The patient recovered slowly, and she was able to return home with no focal neurological deficits after one month of rehabilitation. She has been capable of performing daily living activities since. One year postoperative, brain magnetic resonance imaging showed no interval change.
Discussion
Intracranial aneurysms can be classified according to their pathogenesis, shape, or etiology. Classification according to its form is the most used, and it can be divided into saccular and nonsaccular types. Fusiform aneurysms are nonsaccular and involve the vessel wall at a variable distance and can present different formation processes. The two principal causes of this type of aneurysm are dissection and atherosclerosis; disorders of collagen and elastin metabolism, by infections, very rarely by neoplastic invasion of the arterial wall and iatrogenesis are other origins of this vasculopathy [8]. Fusiform aneurysms represent about 3% to 13% of all intracranial aneurysms, and they are often observed at the vertebrobasilar system [8,9]. Approximately 10% of VA aneurysms are fusiform and originate from the PICA [1,2]. Fusiform aneurysms have different underlying pathologies, hemodynamics, anatomical distributions, natural histories, and treatments compared to the saccular variety [8].The ideal treatment for fusiform aneurysms is completely isolating them from the circulation while preserving flow to parent vessel branches. Surgical treatments, proximal clip ligation, trapping, and microvascular bypass have classically been the method of choice for fusiform aneurysms. Some of these strategies achieve exclusion of the aneurysm from the circulation, while others depend on flow reversal to decrease the risk of future rupture. Endovascular treatments, including parent vessel coil embolization, stenting, stent-assisted coiling, and flow diversion, have recently emerged as alternatives to open surgery [3–7]. The patient in this study was hemodynamically unstable and therefore required urgent evaluation and treatment. DSA showed a VA fusiform aneurysm originating from the PICA, which was supplied by collateral circulation via the ipsilateral PMA. PVO of the right VA and fusiform aneurysm was performed using coils.

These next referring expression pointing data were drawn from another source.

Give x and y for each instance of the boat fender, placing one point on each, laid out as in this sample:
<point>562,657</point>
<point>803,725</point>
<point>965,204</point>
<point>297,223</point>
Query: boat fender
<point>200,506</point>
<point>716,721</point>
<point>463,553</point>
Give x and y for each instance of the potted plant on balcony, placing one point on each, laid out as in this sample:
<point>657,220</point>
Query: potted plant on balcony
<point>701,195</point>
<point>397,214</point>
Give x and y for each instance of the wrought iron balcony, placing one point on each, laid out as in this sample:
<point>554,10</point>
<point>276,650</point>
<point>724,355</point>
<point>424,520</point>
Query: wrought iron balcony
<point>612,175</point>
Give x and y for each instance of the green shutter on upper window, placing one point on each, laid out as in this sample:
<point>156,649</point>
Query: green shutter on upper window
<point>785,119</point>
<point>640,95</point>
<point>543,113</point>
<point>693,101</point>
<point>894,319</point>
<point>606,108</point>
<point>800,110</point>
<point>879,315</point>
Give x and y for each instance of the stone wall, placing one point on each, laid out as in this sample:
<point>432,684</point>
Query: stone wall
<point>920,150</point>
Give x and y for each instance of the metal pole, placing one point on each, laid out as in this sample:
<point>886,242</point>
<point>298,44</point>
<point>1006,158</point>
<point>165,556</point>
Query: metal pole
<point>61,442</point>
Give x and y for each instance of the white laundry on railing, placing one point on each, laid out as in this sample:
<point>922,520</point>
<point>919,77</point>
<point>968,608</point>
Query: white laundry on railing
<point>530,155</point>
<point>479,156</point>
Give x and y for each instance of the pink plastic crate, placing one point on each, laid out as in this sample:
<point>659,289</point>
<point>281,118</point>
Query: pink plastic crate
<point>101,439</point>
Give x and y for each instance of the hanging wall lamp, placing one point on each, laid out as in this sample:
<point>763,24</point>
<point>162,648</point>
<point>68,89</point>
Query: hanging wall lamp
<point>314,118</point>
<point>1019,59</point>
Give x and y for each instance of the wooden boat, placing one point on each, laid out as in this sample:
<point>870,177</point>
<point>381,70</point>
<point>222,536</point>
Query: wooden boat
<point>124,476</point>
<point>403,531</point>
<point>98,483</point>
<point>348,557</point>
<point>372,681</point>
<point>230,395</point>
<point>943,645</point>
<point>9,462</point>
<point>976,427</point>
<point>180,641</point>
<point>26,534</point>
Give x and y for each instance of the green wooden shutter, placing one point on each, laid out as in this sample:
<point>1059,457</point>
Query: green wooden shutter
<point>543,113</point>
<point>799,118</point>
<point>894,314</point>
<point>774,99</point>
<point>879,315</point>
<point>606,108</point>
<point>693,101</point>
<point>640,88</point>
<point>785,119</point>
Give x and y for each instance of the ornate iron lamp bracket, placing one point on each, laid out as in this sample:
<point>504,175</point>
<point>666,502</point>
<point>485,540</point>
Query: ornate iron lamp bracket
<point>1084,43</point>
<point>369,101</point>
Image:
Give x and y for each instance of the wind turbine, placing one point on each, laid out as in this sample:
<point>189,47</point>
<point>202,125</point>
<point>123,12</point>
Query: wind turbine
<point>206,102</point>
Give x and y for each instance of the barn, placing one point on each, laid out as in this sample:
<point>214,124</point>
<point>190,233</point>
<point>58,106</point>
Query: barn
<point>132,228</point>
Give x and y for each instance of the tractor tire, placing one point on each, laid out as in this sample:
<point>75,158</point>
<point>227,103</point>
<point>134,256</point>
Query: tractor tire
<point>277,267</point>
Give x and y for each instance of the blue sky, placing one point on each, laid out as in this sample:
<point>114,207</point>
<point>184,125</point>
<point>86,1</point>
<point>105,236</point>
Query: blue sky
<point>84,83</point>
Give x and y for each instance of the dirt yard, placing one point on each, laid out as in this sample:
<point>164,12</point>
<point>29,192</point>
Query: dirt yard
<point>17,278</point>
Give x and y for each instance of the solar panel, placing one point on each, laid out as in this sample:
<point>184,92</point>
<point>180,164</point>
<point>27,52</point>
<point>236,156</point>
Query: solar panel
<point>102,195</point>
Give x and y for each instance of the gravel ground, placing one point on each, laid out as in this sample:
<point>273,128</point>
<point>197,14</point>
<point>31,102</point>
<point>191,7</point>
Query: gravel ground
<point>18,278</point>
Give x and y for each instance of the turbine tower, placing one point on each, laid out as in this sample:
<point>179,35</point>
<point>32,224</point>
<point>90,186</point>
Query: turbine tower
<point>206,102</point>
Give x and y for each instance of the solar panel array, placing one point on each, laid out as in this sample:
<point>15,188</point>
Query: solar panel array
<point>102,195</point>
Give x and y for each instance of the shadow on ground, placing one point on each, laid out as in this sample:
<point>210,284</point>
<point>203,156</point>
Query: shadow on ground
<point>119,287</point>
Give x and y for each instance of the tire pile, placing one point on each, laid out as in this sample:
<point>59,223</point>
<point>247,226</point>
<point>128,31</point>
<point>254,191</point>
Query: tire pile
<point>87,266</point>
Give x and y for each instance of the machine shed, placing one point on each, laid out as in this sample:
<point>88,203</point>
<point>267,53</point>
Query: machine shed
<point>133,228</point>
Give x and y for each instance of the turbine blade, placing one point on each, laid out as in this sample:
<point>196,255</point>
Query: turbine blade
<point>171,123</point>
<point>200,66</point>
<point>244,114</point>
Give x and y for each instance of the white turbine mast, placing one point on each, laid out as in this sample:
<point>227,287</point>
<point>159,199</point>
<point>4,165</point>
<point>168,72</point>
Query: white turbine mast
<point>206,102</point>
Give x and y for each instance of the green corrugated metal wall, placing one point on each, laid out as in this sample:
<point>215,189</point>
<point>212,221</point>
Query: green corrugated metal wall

PMA arose from the third segment of the VA. After entering the skull, the PMA courses within the dura mater and supplies the occipital dura mater, falx cerebelli, tentorium cerebelli, and falx cerebri. Normally, there is no anastomosis between the PICA and PMA. However, four cases of PMA originating from the PICA have been reported [10,11] and one case of PICA originating from the PMA [12]. In the 12-mm to 20-mm embryo stages, the primitive cranial vessels differentiate into the external, dural, and cerebral vessels. Anastomoses exist among these three vascular systems prior to differentiation. Some anastomoses may present between the primitive vessels forming the PICA and the PMA and sometimes persist until adulthood [11]. However, the delayed development of collateral circulation from the PMA to the PICA has not been reported. We confirmed the presence of PMA through DSA. If the PICA is clogged, it can be life-threatening. However, in our case, effective embolization was possible. Despite being uncommon, PMA should be considered as a potential collateral channel to the PICA in therapeutic proximal PICA occlusion.
Conclusion
Generally, there is no anastomosis between the PICA and PMA. In a case like this, the PAO for a ruptured VA dissecting aneurysm involving the origin of the PICA is effective.
Notes
Conflicts of interest
No potential conflict of interest relevant to this article was reported.
Acknowledgements
This study was supported by the Research Fund of Chosun University Hospital, 2021.